Professor G. "Anand" Anandalingam is the senior associate dean and Ralph J. Tyser Professor of Management Science. He was chair of the Department of Decision and Information Technologies from January 2004 to June 2007. Before joining Maryland, he was with the University of Pennsylvania for almost 15 years where he was the National Center Professor of Resource and Technology Management, and a professor of Operations and Information Management at the Wharton School. He was chair of the Department of Systems Engineering at the University of Pennsylvania from January 1997 to May 2001. He also directed the Executive Master's Program in Technology Management at Penn from 1990 to 1995. He has a B.A. in electrical sciences from Cambridge University, England, and an S.M. and Ph.D. in operations research (minor: economics) from Harvard University. He has received many awards for his research and teaching from Penn, Harvard, Cambridge, and Maryland. He is the 2006 recipient of the Krowe Award for teaching excellence at the Smith School of Business.

RESEARCH INTERESTS
Professor Anandalingam works in the area of pricing, economics, design, and strategic issues in electronic markets and telecommunications networks. He has published more than 75 papers, and has two edited volumes on telecommunications systems design and management. He has also co-written a business strategy book with Professor Hank Lucas entitled Beware the Winner's Curse (Oxford University Press) that provides a critical evaluation of the technology and dot.com boom of the 1990s. His research has been funded by industrial and government sponsors including the National Science Foundation, Advanced Research Projects Agency (ARPA), AT&T, Unisys, the Department of Energy, and Dell. Over the years, he has been the principal investigator for over $8 million in research funding.

INSTITUTION BUILDING
Professor Anandalingam has founded a number of centers of research excellence and has developed initial funding for these entities. At Penn, he founded the Ackoff Center on Advanced Systems Approaches (ACASA) in 2000 with seed funding of $1 million from industry sponsors. At the Smith School he was the founder of the Center on Electronic Markets and Enterprises (CEME) at the Smith School of Business, and was the co-director from 2001-2004. CEME received $2 million of funding from the National Science Foundation. He also helped found the Center on Health Information and Decision Systems (CHIDS), a successful center with revenues of around $275K per year. He has helped generate significant revenues by successfully developing and running programs at Penn and Maryland. In his tenure as director of Executive Masters in Technology Management at Penn, he helped revive a failing program and build it to $2 million in annual revenue. He was also responsible for helping to develop executive programs at Maryland through both academic partners in China, Tunisia and India, and also strategic industrial partners in the information systems and telecommunications areas. During the 2006-07 academic year, he led the effort at the Smith School to revamp and innovate the MBA curriculum.

PROFESSIONAL ACTIVITIES
Professor Anandalingam is an associate editor of Management Science and Operations Research, and has served on the editorial board of the Journal of Telecommunications Systems, and Networks and Spatial Economics. He has also guest edited a volume of Management Science on electronic markets. He is a senior member of both INFORMS (Institute for Operations Research and Management Science) and IEEE (Institute of Electrical and Electronic Engineers). He frequently serves on Conference Committees of international conferences in management science and telecommunications networks. He was the general chair of the INFORMS annual conference in 1999, and serves as the co-program chair of the INFORMS conference in 2008. He is the general chair of the Workshop on Information Systems Economics in 2007.

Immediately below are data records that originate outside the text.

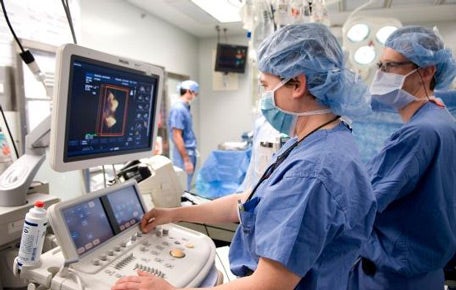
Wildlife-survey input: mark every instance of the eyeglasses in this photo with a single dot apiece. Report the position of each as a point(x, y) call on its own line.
point(387, 66)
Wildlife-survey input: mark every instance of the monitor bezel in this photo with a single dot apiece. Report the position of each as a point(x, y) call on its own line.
point(60, 117)
point(224, 69)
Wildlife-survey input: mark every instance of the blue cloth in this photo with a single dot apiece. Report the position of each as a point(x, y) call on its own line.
point(311, 215)
point(413, 179)
point(180, 117)
point(222, 173)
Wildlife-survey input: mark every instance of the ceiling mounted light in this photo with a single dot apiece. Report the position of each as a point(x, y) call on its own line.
point(384, 32)
point(358, 32)
point(223, 10)
point(364, 38)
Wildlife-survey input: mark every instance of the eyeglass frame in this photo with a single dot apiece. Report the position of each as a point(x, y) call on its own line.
point(387, 66)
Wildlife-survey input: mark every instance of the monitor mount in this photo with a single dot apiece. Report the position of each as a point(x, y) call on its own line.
point(15, 181)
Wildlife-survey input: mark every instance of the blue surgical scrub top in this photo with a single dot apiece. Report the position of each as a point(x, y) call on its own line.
point(180, 117)
point(311, 215)
point(414, 181)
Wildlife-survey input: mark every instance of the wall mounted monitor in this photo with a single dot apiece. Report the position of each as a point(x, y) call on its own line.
point(230, 58)
point(105, 109)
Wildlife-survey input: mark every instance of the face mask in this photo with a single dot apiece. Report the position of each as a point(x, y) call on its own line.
point(387, 93)
point(281, 120)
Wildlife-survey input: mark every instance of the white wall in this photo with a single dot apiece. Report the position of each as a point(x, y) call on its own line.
point(224, 115)
point(119, 28)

Professor Anandalingam has regularly consulted with both Fortune 1000 and start-up companies including Motorola, SBC Communications, KPMG, GE Capital, AT&T, Nokia, MCI, Baysoft, Amtrak, and the World Bank. Much of his consulting work has evolved from applied operations research to pricing and economic analysis including global strategy. He has been an expert witness on litigations involving global telecommunications companies. In the early 1980s, he started a resources consulting firm called IDEA Inc. with a number of colleagues, and in the late 1990s, a consulting firm called Network Ideas Inc. Both these companies were closed after short successful runs.